The short answer
A model fits on your GPU if weights + KV cache + overhead is less than your VRAM. The dominant term is almost always the weights, and you control their size with quantization:
total_vram ≈ (num_params × bytes_per_weight) + kv_cache + ~1–2 GB overhead
As a back-of-the-envelope rule at the most common quant, Q4_K_M, the weights are roughly model-billions ÷ 2 in GB. An 8B is ~4.5 GB, a 13B is ~8 GB, a 70B is ~40 GB. Then you add the KV cache for your context and a gigabyte or two of runtime overhead, and round up.

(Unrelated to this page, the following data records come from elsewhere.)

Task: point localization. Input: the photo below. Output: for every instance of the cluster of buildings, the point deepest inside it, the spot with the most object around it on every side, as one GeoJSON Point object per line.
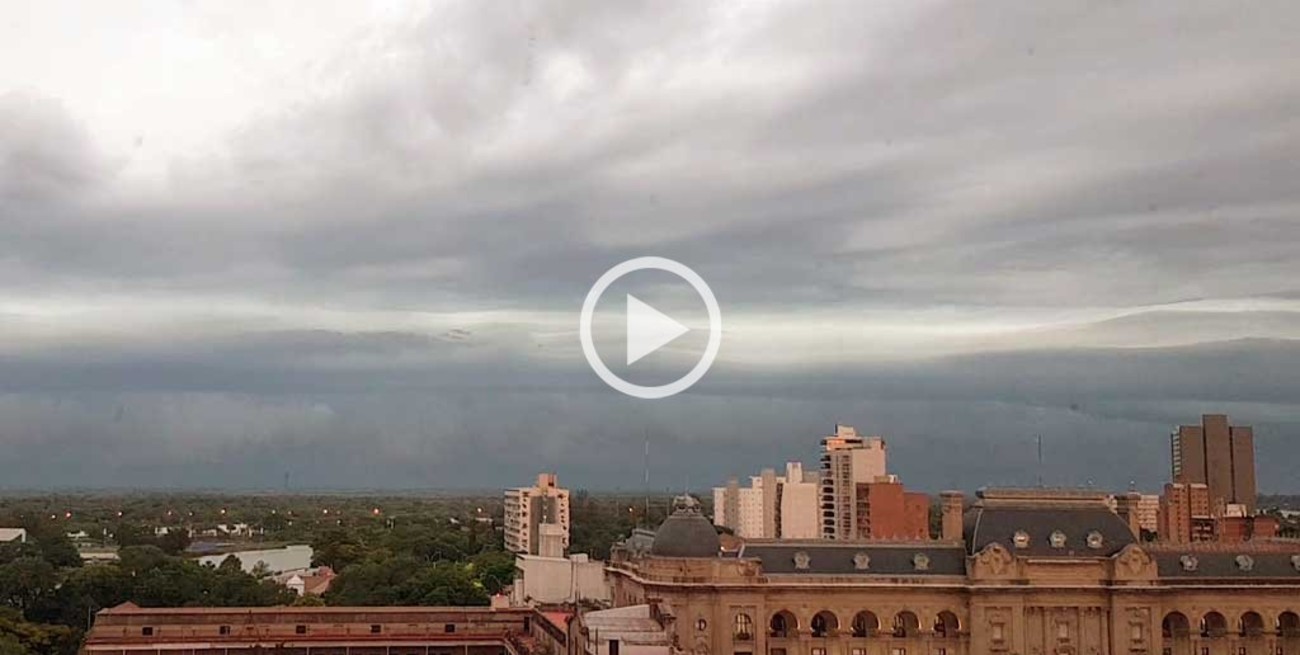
{"type": "Point", "coordinates": [1010, 571]}
{"type": "Point", "coordinates": [850, 497]}
{"type": "Point", "coordinates": [1212, 494]}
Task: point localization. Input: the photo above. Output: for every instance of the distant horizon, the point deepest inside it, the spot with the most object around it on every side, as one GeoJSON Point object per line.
{"type": "Point", "coordinates": [354, 241]}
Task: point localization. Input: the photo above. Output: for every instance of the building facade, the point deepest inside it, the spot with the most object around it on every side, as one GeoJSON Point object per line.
{"type": "Point", "coordinates": [887, 511]}
{"type": "Point", "coordinates": [1220, 456]}
{"type": "Point", "coordinates": [324, 630]}
{"type": "Point", "coordinates": [771, 507]}
{"type": "Point", "coordinates": [528, 508]}
{"type": "Point", "coordinates": [1034, 573]}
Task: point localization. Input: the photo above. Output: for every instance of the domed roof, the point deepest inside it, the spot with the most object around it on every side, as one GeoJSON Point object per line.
{"type": "Point", "coordinates": [685, 533]}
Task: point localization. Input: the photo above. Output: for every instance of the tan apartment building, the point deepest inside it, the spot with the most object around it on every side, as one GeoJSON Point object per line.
{"type": "Point", "coordinates": [1220, 456]}
{"type": "Point", "coordinates": [771, 507]}
{"type": "Point", "coordinates": [848, 460]}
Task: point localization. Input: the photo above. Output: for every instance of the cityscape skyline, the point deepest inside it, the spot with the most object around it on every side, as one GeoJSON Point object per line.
{"type": "Point", "coordinates": [355, 247]}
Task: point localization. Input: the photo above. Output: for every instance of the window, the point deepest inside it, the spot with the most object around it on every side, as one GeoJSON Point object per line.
{"type": "Point", "coordinates": [742, 629]}
{"type": "Point", "coordinates": [1095, 539]}
{"type": "Point", "coordinates": [1057, 539]}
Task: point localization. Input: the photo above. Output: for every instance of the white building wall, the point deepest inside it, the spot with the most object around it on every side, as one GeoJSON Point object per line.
{"type": "Point", "coordinates": [558, 580]}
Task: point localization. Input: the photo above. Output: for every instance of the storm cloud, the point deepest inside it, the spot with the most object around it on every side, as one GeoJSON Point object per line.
{"type": "Point", "coordinates": [351, 243]}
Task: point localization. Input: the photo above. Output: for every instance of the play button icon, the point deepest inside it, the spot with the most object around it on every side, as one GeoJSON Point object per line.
{"type": "Point", "coordinates": [649, 329]}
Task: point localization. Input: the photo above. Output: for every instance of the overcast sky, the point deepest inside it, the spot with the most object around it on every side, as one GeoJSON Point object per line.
{"type": "Point", "coordinates": [350, 241]}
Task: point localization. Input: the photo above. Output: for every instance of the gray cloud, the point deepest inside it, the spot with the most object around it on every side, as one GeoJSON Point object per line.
{"type": "Point", "coordinates": [1067, 169]}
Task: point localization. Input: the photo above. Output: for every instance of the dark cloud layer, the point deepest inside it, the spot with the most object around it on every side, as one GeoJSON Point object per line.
{"type": "Point", "coordinates": [376, 283]}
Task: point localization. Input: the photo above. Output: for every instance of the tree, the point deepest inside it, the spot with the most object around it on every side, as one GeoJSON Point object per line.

Here is the lookup table most people actually want — weights-only size by model and quant, and the smallest consumer GPU class each fits on with room for a modest context:
| Model | Q4_K_M | Q8_0 | FP16 | Smallest GPU (Q4) |
|---|---|---|---|---|
| 8B | ~4.4–4.9 GB | ~8.5 GB | ~16 GB | 8 GB |
| 13B | ~7.5–8.0 GB | ~13.8 GB | ~26 GB | 12 GB |
| 70B | ~38–43 GB | ~74 GB | ~140 GB | 48 GB (or 2× 24 GB) |
For exact numbers on a specific model, quant, and context length, use the llm-vram-calculator — the rest of this article explains where every number in that table comes from so you can do the math in your head.
The VRAM formula
Three things occupy GPU memory when you run an LLM. In order of size:
1. Weights. This is the model itself, and it's deterministic:
weights_bytes = num_params × bytes_per_weight
bytes_per_weight is set entirely by the precision you load the model at. The clean version is bits ÷ 8, but quantized GGUF formats carry per-block scale/min metadata, so the effective bytes per weight run slightly above the nominal value:
| Precision | Bits/weight | Effective bytes/weight |
|---|---|---|
| FP16 / BF16 | 16 | 2.0 |
| FP8 (E4M3) | 8 | 1.0 |
| Q8_0 | ~8.5 | ~1.06 |
| Q6_K | ~6.6 | ~0.82 |
| Q5_K_M | ~5.7 | ~0.71 |
| Q4_K_M | ~4.8 | ~0.55 |
| Q3_K_M | ~3.9 | ~0.49 |
| Q2_K | ~3.3 | ~0.41 |
Q4_K_M is the default for good reason: it's the best quality-per-gigabyte for most use, costing only ~1–3% perplexity over FP16 (Llama-3.1-8B measures ppl ~7.56 vs ~7.32 at FP16, +3.3%). Quality stays mild down to ~4 bits and then falls off a cliff — Q3 is noticeably weaker, Q2_K is clearly degraded. If you need more detail on the naming, see LLM quantization explained.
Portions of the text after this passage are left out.